To stem the rising incidence of Alzheimer's disease (AD) in our aging population, new methods to repurpose and combine drugs against Alzheimer's disease (AD) are acutely required. This is a challenge, however, because the complex polygenic basis of AD remains opaque, and rational methods to repurpose drugs are in early years, even for well-defined gene targets. To address these problems, we propose new algorithms to integrate data on a very large scale so as to combine evolutionary information and high-throughput experimental observations with the knowledge conveyed by text in the literature. First, to detect disease-relevant genome variations in AD patients, Aim 1 will combine a novel mathematical calculus of mutational landscapes with machine learning, in so doing suggesting primary candidate genes for drug targeting based on signs of mutational selection in cases or controls. Next, to repurpose and combine drugs targeting these genes, Aim 2 will map a large fraction of all that is known about genes, phenotypes, and drugs into a single high-dimensional network that represents their interactions as described in various databases (structured data) and in the literature (unstructured data). The topology of this network will determine the optimal choice of single drug or combination therapy in an approach that can be personalized. Finally, to validate efficacy experimentally, Aim 3 will test both our candidate genes and drugs with state-of-the-art in vitro and in vivo screens. Feasibility rests with prior studies on evolution, networks, systems, and text-mining that demonstrate accurate predictions of deleterious mutations and their clinical sequelae and the discovery of drivers of diseases. Broadly, this work will yield proof of principle for a novel quantitative model that integrates fundamental concepts from mathematics and molecular evolution, and for a low resolution but large-scale map of biomedical knowledge in which network notions of distance computed by machine learning identify relevant functional hypothesis that would otherwise be easily overlooked. The result will be a new experimental ability to unravel the genotype-phenotype relationship in Alzheimer's Disease so as to guide drug therapy.
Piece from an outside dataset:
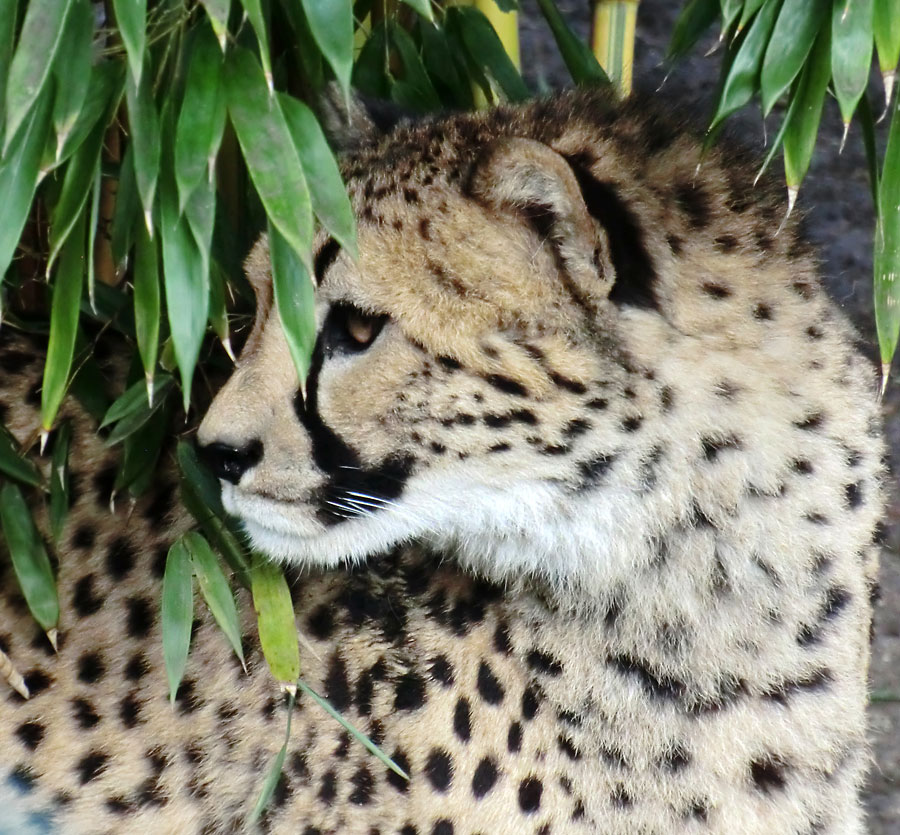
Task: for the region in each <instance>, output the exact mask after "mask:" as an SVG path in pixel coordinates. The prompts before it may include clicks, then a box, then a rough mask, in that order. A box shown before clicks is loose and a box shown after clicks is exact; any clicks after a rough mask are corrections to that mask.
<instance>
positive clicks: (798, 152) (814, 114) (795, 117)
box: [784, 26, 831, 189]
为了阻止老年痴呆症（AD）在我们老龄化人口中发病率的上升， 迫切需要抗阿尔茨海默病（AD）的联合收割机药物。然而，这是一个挑战， 因为AD复杂的多基因基础仍然不透明，合理的方法来重新使用药物， 早期，即使是明确的基因靶点。为了解决这些问题，我们提出了新的算法， 以非常大规模整合数据，从而将进化信息和高通量实验联合收割机结合 观察与文献中的文本所传达的知识。第一，检测疾病相关基因组 AD患者的变异，目标1将联合收割机结合一种新的突变景观数学演算， 机器学习，在这样做的基础上，建议主要候选基因的药物靶向的迹象， 在病例或对照中进行突变选择。接下来，为了重新利用和联合收割机针对这些基因的药物，目标2 将把所有已知的基因、表型和药物的大部分映射到一个单一的高维空间中。 一个网络，代表了各种数据库（结构化数据）和文献中描述的相互作用 （非结构化数据）。该网络的拓扑结构将决定单药或联合用药的最优选择 可以个性化的治疗方法。最后，为了验证实验的有效性，目标3将测试两者 我们的候选基因和药物与最先进的体外和体内筛选。可行性取决于先前的研究 关于进化，网络，系统和文本挖掘，证明了有害突变的准确预测 及其临床后遗症和发现疾病的驱动因素。从广义上讲，这项工作将产生原理证明， 对于整合数学和分子进化基本概念的新型定量模型， 而对于低分辨率但大规模的生物医学知识地图， 通过机器学习计算，识别相关的功能假设，否则很容易被忽视。 结果将是一个新的实验能力，以解开阿尔茨海默氏症的基因型-表型关系 从而指导药物治疗。